The Hybrid Homomorphic–Federated Learning Frameworks for Secure Population Health Prediction
Keywords:
Federated learning, homomorphic encryption, secure aggregation, differential privacy, population health, privacy-preserving machine learning.Abstract
Objective: Population health prediction requires learning from large, sensitive datasets scattered across hospitals, registries, and devices. This article proposes and details a hybrid privacy-preserving approach that marries Federated Learning (FL) with Homomorphic Encryption (HE) to enable multi-institutional modeling without exposing raw data or individual updates.
Methods: We synthesize advances in FL (e.g., FedAvg and secure aggregation), approximate-arithmetic HE (e.g., CKKS), and complementary safeguards (differential privacy, auditing) into a layered architecture for population-scale risk prediction (e.g., readmission, sepsis, multimorbidity, influenza/COVID-19 surges). We define trust and threat models, communication/computation pipelines, parameter choices, and evaluation protocols spanning utility, privacy, and systems performance.

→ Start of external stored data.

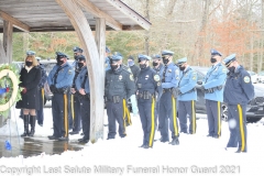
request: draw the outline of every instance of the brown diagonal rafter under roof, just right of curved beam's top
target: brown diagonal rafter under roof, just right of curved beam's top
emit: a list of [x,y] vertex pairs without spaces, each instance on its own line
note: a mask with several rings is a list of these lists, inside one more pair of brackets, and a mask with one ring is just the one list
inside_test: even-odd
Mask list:
[[95,15],[96,18],[101,18],[101,19],[106,19],[107,21],[107,25],[111,26],[112,29],[120,31],[122,30],[122,24],[117,22],[112,16],[110,16],[109,14],[102,12],[100,9],[98,9],[95,4],[92,4],[90,1],[88,0],[77,0],[77,2],[85,8],[85,10],[89,13],[91,13],[92,15]]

Results: The proposed framework achieves end-to-end protection of data and model updates via secure aggregation and partially/fully homomorphic encryption for selected operations, while supporting realistic medical workflows. We outline algorithms for HE-friendly training and encrypted inference, discuss security against inference and poisoning attacks, and present a reproducible benchmarking plan.
Conclusions: Hybrid HE–FL can deliver clinically useful, generalizable population health models while reducing regulatory risk and cross-border data movement. We identify implementation patterns, performance trade-offs, and governance processes that convert cryptographic guarantees into deployable healthcare systems.